China is playing a leading role in applying carbon capture and storage (CCS) technologies, an initiative that the International Energy Agency (IEA) expects to help cut global carbon emissions in industrial sectors by 4 gigatons a year by 2050.
“The Chinese government is making serious efforts in CCS in both investment and technological research, which has put it ahead of many other countries,” said Ellina Levina, energy analyst of the agency’s CCS unit.
CCS technologies capture carbon dioxide (CO2) before or after combustion in the industries such as cement, oil and power, and store it for other uses. The IEA considers it the most effective way to cut carbon emissions.
“One goal of the IEA is to generate 100 CCS projects worldwide by the end of 2020, and we estimate that half of them will probably be in developing countries,” Levina said.

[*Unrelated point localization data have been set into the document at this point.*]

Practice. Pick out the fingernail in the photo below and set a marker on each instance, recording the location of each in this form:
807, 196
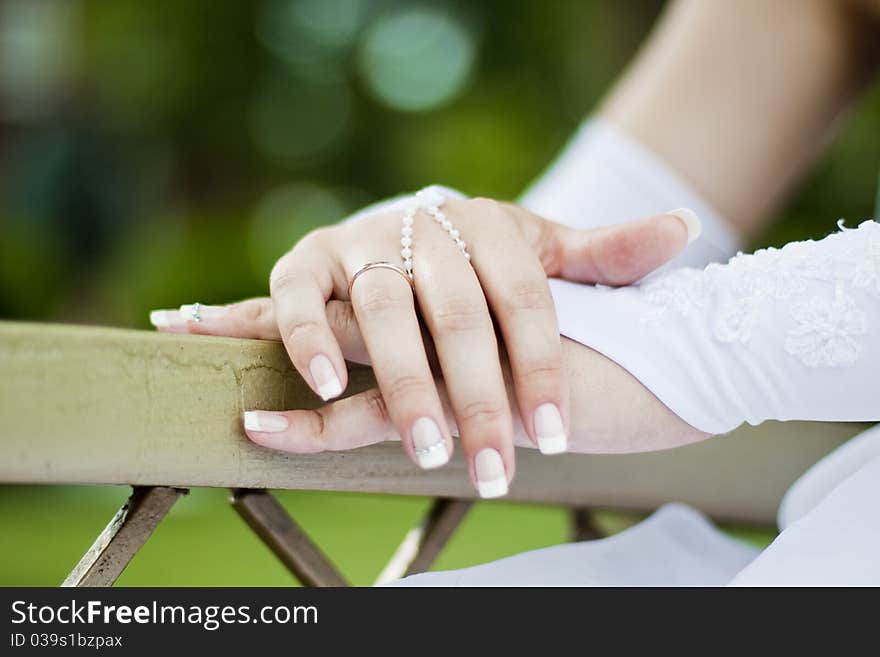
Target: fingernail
199, 311
491, 476
264, 421
166, 319
428, 444
691, 222
325, 377
549, 430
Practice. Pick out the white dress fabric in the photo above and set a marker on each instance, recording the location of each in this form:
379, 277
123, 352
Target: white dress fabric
676, 546
779, 334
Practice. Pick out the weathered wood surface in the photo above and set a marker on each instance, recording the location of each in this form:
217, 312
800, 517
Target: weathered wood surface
123, 536
86, 405
287, 540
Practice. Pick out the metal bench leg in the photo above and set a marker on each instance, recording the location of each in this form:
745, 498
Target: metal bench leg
123, 536
422, 545
265, 515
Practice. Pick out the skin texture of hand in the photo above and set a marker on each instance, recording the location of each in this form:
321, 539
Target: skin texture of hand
459, 306
611, 411
741, 97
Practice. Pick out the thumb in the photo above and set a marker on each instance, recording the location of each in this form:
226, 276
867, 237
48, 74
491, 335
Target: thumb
623, 253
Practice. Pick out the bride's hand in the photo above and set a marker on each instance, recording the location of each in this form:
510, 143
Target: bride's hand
513, 252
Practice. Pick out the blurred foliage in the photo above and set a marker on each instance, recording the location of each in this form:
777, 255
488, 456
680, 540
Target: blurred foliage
156, 153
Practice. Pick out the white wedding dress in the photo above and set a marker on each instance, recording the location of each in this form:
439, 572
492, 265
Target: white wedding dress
779, 334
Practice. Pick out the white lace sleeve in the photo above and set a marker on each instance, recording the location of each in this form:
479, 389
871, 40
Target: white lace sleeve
786, 334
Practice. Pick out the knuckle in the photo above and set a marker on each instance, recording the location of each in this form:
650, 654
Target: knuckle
483, 412
255, 310
317, 426
282, 278
403, 387
341, 317
461, 315
540, 372
489, 210
378, 301
298, 330
619, 258
528, 294
376, 407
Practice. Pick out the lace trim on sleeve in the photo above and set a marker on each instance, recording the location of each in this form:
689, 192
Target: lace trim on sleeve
816, 284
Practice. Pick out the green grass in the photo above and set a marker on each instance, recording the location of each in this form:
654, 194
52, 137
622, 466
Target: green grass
203, 542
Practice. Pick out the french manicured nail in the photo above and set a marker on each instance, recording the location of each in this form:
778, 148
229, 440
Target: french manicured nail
428, 444
691, 222
325, 377
199, 311
264, 421
166, 319
491, 476
549, 430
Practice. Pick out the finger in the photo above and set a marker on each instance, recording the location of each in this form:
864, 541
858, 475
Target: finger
349, 423
610, 255
300, 285
517, 291
384, 307
255, 319
458, 319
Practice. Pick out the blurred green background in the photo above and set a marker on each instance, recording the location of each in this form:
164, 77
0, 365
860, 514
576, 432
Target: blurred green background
153, 154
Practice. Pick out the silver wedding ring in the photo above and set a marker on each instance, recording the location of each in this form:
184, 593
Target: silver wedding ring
380, 264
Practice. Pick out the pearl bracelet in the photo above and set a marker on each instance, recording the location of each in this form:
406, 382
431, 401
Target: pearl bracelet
430, 200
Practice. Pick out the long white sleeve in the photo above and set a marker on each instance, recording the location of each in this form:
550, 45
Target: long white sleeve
786, 334
605, 177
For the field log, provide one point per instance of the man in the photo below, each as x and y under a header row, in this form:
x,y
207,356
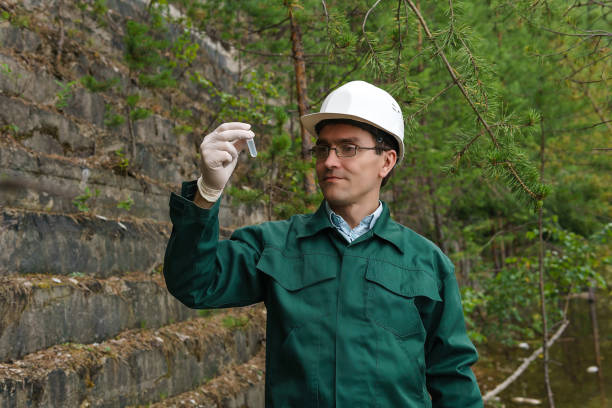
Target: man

China has great potential to launch more CCS projects in the next 10 years, Levina said, adding that those projects will help it meet its emission-reduction target.
China has committed to reduce its CO2 emissions by 40 to 45 percent from 2005 levels for each unit of GDP by 2020.
CCS can be profitable for China – the world’s second-largest economy and a big emitter – if it develops its own technology and sells it to other countries, Levina said.
She said that she is confident in Chinese technologies for carbon capture, storage and utilization.
China Huaneng Group, one of the country’s leading power companies, launched in cooperation with the Australian Commonwealth Scientific and Industrial Research Organization a CO2 capture facility in coal-fired power plants in December 2007. It was put into operation in 2008, with an annual capturing capacity of 3,000 tons.
Huaneng also has a CCS project in Shanghai with an annual capacity of 120,000 tons, and it is preparing another project with a yearly capacity of more than 1 million tons, said S. Ming Sung, chief representative of Asia-Pacific at the Clean Air Task Force, a nonprofit organization.
According to Sung, China Power Investment Corp has built a CCS facility with an annual capacity of 100,000 tons, which will soon be put into operation.
Another CCS project, Integrated Gasification Combined Cycle Power Plant, will begin operation by the end of the year in Tianjin. Shenhua Group Corp, China’s largest coal miner by output, and Peabody Energy Corp, the US-based energy company, participated in the project.
Sung said Shenhua has another CCS program in Ordos, the Inner Mongolia autonomous region, which has a capacity for 10,000 tons a year.
CO2 can be refined to 99.99 percent purity and can be used to produce carbonated beverages.
“The government should take CCS projects as a major strategy for reducing carbon emissions,” said Bo Diczfalusy, director of sustainable energy policy and technology at the IEA. “Thus, reducing the high cost of CCS is not only the challenge of industries, but also of governments, which will be beneficial for all in the long term.”
The IEA estimated that by 2050, CCS has the potential to reduce carbon emissions from industrial sectors by 4 gigatons annually, accounting for about 9 percent of the global reductions needed to halve energy-related CO2 emissions by then.